Eric Smith was born and raised in Brunswick, Melbourne. At the age of 17 Smith undertook the study of Commercial Art and Painting at the Brunswick Technical School and joined the Victorian Artists Society. In 1940 Smith joined the Australian Army for the remainder of the Second World War.

Upon the end of the war, Smith returned to Melbourne and pursued his artistic ambitions. In 1945, a self-portrait painted on an army canvas was runner-up for the Archibald Prize. In 1956 Smith had his work shown in the Macquarie Galleries, Sydney, during the 'Direction One' exhibition.
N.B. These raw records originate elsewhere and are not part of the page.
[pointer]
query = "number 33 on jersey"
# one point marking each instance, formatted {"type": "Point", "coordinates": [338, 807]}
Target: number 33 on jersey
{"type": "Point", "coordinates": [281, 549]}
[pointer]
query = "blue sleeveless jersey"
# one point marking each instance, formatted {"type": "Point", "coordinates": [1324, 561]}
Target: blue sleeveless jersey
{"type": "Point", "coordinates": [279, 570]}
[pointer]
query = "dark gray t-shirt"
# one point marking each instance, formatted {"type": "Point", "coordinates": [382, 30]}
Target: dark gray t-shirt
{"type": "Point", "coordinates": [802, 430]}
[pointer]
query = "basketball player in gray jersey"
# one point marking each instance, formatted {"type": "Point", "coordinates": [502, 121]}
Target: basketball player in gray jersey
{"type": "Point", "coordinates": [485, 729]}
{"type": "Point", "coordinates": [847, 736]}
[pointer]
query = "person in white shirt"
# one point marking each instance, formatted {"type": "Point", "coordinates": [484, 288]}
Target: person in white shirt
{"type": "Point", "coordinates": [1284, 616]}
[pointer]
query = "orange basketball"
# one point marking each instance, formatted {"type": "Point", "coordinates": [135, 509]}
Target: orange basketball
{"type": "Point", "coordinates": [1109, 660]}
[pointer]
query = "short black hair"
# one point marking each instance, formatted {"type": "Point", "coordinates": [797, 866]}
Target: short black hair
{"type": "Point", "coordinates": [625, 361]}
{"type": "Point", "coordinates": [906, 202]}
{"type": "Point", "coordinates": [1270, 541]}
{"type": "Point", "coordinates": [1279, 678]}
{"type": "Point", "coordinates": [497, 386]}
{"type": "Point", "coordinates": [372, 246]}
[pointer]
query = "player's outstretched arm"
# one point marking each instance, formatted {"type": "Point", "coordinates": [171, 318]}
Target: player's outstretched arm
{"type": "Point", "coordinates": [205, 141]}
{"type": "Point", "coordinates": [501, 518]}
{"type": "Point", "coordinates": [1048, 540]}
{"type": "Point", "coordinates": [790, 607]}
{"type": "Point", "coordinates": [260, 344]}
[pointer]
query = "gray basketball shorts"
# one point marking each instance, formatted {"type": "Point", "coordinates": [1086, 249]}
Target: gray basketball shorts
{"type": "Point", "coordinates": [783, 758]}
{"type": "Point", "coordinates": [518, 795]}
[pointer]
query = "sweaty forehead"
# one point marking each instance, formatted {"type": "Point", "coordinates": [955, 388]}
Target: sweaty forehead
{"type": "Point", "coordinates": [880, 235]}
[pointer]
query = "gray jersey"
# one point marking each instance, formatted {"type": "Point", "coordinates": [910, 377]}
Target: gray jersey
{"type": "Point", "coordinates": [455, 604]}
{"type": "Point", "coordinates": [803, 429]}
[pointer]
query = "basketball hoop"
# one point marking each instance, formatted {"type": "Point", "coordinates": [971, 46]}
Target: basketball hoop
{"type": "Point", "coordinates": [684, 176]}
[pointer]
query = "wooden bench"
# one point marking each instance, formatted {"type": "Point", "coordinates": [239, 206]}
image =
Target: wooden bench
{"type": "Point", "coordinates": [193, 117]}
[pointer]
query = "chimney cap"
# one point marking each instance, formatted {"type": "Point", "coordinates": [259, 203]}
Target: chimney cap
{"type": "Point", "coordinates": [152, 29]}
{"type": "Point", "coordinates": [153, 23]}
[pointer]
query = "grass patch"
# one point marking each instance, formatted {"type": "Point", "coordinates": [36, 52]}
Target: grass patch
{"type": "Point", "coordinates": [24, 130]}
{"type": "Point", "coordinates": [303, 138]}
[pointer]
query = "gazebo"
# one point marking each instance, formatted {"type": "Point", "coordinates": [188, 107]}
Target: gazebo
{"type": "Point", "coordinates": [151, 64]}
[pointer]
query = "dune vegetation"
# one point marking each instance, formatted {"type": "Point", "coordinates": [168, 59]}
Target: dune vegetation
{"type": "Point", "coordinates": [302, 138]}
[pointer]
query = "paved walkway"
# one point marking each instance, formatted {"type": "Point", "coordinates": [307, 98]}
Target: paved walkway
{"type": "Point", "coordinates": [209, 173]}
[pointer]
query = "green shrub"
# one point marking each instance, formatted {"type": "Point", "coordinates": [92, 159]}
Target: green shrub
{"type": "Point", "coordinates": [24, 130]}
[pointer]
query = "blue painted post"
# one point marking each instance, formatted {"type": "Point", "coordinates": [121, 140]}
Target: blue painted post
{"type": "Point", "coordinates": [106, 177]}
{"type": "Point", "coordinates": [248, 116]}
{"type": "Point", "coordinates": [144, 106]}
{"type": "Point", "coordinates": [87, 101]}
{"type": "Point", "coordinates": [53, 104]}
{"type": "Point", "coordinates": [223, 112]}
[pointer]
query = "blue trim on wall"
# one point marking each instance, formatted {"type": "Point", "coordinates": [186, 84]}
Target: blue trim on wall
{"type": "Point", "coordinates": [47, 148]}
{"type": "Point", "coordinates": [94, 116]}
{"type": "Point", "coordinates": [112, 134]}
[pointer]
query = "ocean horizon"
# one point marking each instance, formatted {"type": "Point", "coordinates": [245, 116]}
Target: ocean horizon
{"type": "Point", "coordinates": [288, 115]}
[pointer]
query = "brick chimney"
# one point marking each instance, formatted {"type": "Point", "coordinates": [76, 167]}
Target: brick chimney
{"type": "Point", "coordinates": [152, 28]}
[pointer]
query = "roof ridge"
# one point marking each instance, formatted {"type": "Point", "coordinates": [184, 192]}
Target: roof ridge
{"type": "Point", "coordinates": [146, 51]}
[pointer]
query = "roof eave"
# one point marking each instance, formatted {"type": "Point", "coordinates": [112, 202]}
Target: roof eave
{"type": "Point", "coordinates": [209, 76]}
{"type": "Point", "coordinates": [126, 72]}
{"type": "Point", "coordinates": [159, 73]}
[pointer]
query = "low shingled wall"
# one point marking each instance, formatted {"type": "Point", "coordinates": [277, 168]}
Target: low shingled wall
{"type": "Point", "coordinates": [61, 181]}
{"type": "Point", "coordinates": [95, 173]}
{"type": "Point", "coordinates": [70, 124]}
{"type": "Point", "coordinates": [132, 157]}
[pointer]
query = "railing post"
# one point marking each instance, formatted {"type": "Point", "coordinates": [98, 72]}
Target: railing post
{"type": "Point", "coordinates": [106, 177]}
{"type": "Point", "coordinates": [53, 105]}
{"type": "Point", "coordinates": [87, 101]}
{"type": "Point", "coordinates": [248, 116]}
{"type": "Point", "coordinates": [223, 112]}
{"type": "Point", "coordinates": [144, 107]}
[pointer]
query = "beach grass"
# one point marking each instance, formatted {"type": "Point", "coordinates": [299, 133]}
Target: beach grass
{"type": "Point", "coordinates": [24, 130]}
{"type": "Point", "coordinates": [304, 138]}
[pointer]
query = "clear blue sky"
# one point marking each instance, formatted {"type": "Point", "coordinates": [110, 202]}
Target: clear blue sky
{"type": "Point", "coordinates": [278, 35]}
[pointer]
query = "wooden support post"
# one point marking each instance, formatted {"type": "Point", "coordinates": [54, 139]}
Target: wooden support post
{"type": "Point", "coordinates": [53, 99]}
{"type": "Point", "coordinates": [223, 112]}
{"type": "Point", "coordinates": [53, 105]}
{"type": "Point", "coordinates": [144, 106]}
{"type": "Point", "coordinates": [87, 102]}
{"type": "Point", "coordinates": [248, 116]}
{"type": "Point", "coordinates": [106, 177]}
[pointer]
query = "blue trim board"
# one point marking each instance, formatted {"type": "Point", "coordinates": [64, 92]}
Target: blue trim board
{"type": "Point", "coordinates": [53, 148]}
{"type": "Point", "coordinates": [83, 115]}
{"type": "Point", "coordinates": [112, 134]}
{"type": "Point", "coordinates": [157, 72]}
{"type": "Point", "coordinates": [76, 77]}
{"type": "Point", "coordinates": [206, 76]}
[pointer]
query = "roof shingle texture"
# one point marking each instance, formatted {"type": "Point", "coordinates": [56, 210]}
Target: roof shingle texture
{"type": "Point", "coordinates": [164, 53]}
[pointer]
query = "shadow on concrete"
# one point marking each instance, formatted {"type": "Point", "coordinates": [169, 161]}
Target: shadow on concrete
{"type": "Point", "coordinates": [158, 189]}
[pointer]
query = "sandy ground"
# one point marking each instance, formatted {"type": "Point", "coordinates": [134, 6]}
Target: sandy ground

The success of this exhibition led to Smith's work being included in the 1963 exhibition of Australian art shown at the Tate Gallery in London. Whilst in London in 1963, Smith gained further international recognition after winning the Helena Rubenstein Art Award. In 1970 Smith won the Archibald again for his portrait of Sydney architect Neville Gruzman. The award announced on 22 January 1971 came 25 years after his second place.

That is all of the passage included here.